Essential Corporate Services

Legal tools designed for safe and efficient business decision-making.

B2B Contract Review

Detailed analysis of clauses, risks, and obligations in commercial agreements between companies.

Reduce legal contingencies in every negotiation.

Due Diligence in Mergers

Complete document audit of assets, liabilities, and contracts prior to M&A operations.

Identify hidden risks before signing.

Corporate Structuring

Design of corporate governance, bylaws, and shareholder agreements for SMEs and business groups.

Clarity in decision-making and asset protection.

Sensitive Information Protection

Drafting of confidentiality agreements and internal policies to safeguard strategic data.

Legal security in commercial and third-party relationships.

Regulatory Compliance Consulting

Advisory on local and international regulations applicable to corporate operations.

Avoid penalties and maintain the firm's reputation.

Work methodology

From consultation to closing

1

Initial consultation

We review your case and define the scope of corporate advisory.

2

Document analysis

We examine contracts, bylaws and records to identify legal risks.

3

Legal strategy

We design a roadmap with deadlines and concrete actions for each operation.

4

Execution and monitoring

We accompany the implementation of agreements and manage the final documentation.

5

Closing and filing

We deliver the complete file with certified copies and executive summary.

Definitions and Contractual Scope

Guidance on clauses, terms, and conditions that prevent divergent interpretations in corporate agreements.

Model Clause

What is meant by «confidential information» in an NDA?

All written, verbal, or electronic information exchanged between the parties that is not in the public domain, including financial data, client lists, business strategies, and technical know-how. The clause must specify the medium and the term of validity.

Legal Definition

When is a merger considered «effective closing»?

The moment the merger is registered in the Public Registry of Commerce and the definitive transfer of assets occurs. Until that moment, the parties may withdraw without penalty, unless otherwise agreed.

Technical Precision

What is the scope of the «title warranty» in a share purchase agreement?

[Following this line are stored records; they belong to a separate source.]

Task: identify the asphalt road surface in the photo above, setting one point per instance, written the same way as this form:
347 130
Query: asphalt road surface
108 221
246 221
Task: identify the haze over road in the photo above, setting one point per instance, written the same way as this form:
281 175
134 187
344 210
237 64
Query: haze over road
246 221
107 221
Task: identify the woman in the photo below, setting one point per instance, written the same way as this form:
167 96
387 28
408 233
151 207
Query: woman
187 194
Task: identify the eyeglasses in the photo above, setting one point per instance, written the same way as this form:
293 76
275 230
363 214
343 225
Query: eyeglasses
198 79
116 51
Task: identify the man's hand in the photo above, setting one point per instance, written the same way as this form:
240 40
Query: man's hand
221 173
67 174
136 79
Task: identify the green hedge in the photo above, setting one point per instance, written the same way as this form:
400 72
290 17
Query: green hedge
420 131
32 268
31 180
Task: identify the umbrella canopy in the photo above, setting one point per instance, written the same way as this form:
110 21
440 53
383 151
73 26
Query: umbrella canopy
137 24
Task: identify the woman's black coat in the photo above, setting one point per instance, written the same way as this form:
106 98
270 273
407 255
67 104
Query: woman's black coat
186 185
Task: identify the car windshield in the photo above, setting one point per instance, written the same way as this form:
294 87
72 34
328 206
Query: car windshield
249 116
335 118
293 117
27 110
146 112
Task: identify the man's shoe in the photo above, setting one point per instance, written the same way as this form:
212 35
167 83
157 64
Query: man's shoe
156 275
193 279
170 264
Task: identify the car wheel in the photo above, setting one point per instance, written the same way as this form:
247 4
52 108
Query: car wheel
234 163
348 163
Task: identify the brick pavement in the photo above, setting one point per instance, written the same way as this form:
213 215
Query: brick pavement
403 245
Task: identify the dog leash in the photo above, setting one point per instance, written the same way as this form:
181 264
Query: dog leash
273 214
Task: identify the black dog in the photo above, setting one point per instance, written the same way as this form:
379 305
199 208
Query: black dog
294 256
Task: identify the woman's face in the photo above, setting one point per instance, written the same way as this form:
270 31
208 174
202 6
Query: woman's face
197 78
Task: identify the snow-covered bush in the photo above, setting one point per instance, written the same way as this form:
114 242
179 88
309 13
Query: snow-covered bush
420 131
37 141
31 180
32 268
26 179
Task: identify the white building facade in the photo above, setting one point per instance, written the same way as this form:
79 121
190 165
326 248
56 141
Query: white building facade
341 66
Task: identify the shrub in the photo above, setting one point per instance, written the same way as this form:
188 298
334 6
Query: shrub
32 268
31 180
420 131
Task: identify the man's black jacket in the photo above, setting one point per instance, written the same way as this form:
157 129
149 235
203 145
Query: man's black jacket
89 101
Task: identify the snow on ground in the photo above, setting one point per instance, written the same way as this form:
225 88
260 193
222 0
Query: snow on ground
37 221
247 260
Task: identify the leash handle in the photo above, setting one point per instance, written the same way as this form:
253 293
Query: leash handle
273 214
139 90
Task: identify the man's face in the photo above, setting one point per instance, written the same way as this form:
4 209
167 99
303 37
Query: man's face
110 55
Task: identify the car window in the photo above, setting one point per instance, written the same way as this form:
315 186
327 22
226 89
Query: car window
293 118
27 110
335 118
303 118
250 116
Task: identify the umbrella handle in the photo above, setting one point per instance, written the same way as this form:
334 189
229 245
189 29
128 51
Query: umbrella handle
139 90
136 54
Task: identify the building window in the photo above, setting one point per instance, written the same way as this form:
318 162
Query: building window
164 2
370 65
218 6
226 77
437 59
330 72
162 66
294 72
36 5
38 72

The seller warrants that the shares or quotas are their exclusive property, free from liens and encumbrances, and that there are no pending lawsuits affecting their transfer. The warranty extends until the registration.

Frequent Clarification

What is considered «force majeure» in B2B contracts?

Events beyond the parties' control, unforeseeable and irresistible, such as natural disasters, wars, or government measures that prevent performance. It does not include internal strikes or the debtor's financial problems.

Delimitation

What is the difference between «direct damages» and «consequential damages»?

Direct damages cover immediate and quantifiable harm (e.g., repair of defective equipment). Consequential damages cover indirect losses such as lost profits or reputational harm. Many contracts exclude the latter to limit liability.

Prevention

What should an «early termination clause» include?

The objective grounds allowing either party to terminate the contract before the scheduled term: material breach, insolvency, unauthorized change of control, or violation of confidentiality. It must set a notice period and the effects of termination.